Il restait les tribus. La France demanda au vénérable cheikh de faire pression sur elles afin qu'elles se
soumettent « à une France qui apportait la civilisation, qui voulait construire des écoles et des hôpitaux
pour éduquer, instruire et soigner les gens ». Sidi Brahim organisa dans son « ryad » (palais) de
Kénadsa, une grande diffa (repas) où ont été conviés les grands chefs de tribus et de fractions de tribus
des Ouled Djérir et des Doui Mania. On a vu alors affluer à Kénadsa tous ces « seigneurs de la guerre
vêtus de leurs plus beaux atours, l'allure altière, sur de beaux chevaux arabes harnachés de cuirs et d'or
». C'était la « djemaa des quarante sages ». Au cours de ce repas historique, Sidi Brahim leur transmit le
message des Français tel qu'il lui a été communiqué. Les chefs de tribus surpris d'abord, et après
quelques discussions, répondirent unanimement « qu'il n'était pas question que les Français mettent les
pieds dans la région: les Français sont une nation nous en sommes une autre, disent-ils. S'ils viennent
chez nous c'est qu'ils cherchent la guerre et nous sommes prêts à la leur livrer ». A la fin du repas, après
des au revoir cérémoniaux et courtois à l'endroit de leur illustre hôte, ils repartirent dans leur fief respectif
non sans laisser des émissaires permanents auprès de Sidi Brahim pour les renseigner en permanence
sur les intentions futures des autorités coloniales.

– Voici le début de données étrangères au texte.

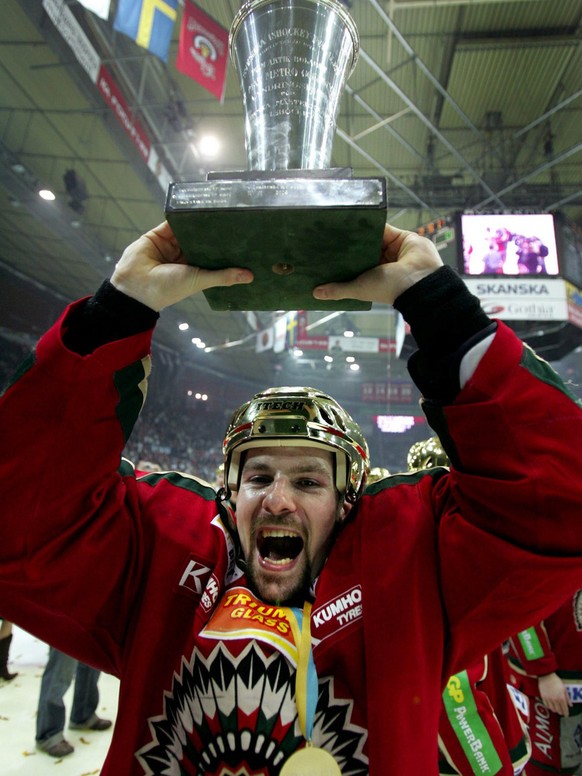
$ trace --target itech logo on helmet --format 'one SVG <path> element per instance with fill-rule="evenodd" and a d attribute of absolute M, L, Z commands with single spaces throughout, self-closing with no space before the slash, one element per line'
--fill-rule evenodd
<path fill-rule="evenodd" d="M 259 412 L 270 410 L 302 410 L 305 407 L 303 401 L 261 401 L 257 404 Z"/>

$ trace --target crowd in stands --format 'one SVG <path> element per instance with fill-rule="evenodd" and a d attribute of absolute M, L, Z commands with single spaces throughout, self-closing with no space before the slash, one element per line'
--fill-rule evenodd
<path fill-rule="evenodd" d="M 162 471 L 214 482 L 225 429 L 224 415 L 207 412 L 205 406 L 177 413 L 174 405 L 148 400 L 123 454 L 134 464 L 152 461 Z"/>
<path fill-rule="evenodd" d="M 0 389 L 12 378 L 15 370 L 28 355 L 28 338 L 22 341 L 6 338 L 0 332 Z M 568 369 L 560 369 L 570 388 L 582 397 L 580 385 L 573 383 L 577 375 Z M 571 370 L 570 370 L 571 371 Z M 162 471 L 181 471 L 194 474 L 213 483 L 216 471 L 222 461 L 221 445 L 224 432 L 233 407 L 220 411 L 209 411 L 206 402 L 188 402 L 171 394 L 164 388 L 150 386 L 144 409 L 138 418 L 132 435 L 123 452 L 124 456 L 137 464 L 140 460 L 154 462 Z M 363 427 L 366 423 L 350 407 Z M 422 414 L 420 411 L 418 414 Z M 427 436 L 426 424 L 414 428 L 407 434 L 384 434 L 368 423 L 368 443 L 371 463 L 382 466 L 391 473 L 406 471 L 406 456 L 410 446 Z"/>
<path fill-rule="evenodd" d="M 29 350 L 27 344 L 0 337 L 1 387 L 8 383 Z M 161 471 L 194 474 L 212 483 L 222 461 L 222 439 L 231 409 L 212 412 L 208 411 L 205 402 L 170 400 L 167 392 L 150 390 L 123 455 L 134 464 L 141 460 L 151 461 Z M 426 436 L 425 432 L 426 427 L 418 433 Z M 404 471 L 406 453 L 412 442 L 400 438 L 403 436 L 375 431 L 370 434 L 368 441 L 373 464 L 381 463 L 392 472 Z"/>
<path fill-rule="evenodd" d="M 0 337 L 0 389 L 8 385 L 29 352 L 27 343 Z M 225 428 L 224 414 L 208 412 L 206 405 L 176 412 L 175 404 L 164 406 L 160 399 L 148 397 L 123 454 L 133 463 L 154 461 L 161 470 L 213 482 L 222 460 Z"/>

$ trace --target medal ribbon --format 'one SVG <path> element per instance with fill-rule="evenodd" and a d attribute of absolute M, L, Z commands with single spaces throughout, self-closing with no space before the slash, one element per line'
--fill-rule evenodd
<path fill-rule="evenodd" d="M 299 716 L 299 727 L 308 744 L 313 736 L 313 722 L 317 707 L 319 689 L 317 685 L 317 671 L 313 662 L 311 649 L 311 604 L 306 601 L 303 612 L 300 609 L 291 609 L 287 614 L 293 637 L 297 646 L 297 673 L 295 675 L 295 702 Z"/>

Ces braves guerriers n'avaient certainement aucune idée de ce qu'était réellement la France. Ils
pensaient certainement que c'était « une sorte de grande tribu » qu'ils étaient à même de défaire
aisément en se fédérant, exactement comme l'ont tenté les Ouled Sid Chikh. Ils avaient l'habitude de
livrer des batailles (à d'autres tribus) et de les remporter. Ils n'avaient aucune idée d'une armée régulière,
instruite, organisée, entraînée par des officiers expérimentés sortis des grandes écoles de guerre. Une
armée équipée et payée pour faire la guerre et uniquement la guerre, qui dispose des équipements pour
faire le siège des fortifications et des canons capables de faire s'écrouler le plus fortifié et le plus solide
des ksars. Eux, ils n'avaient que leur bravoure, des fusils à poudre et des sabres à opposer aux canons
français. Cependant, ils réactivèrent la fameuse confédération évoquée plus haut, qu'ils appellent
Zeghdou composée des trois tribus: Ouled Djerir, Doui Mania et Beni Guil.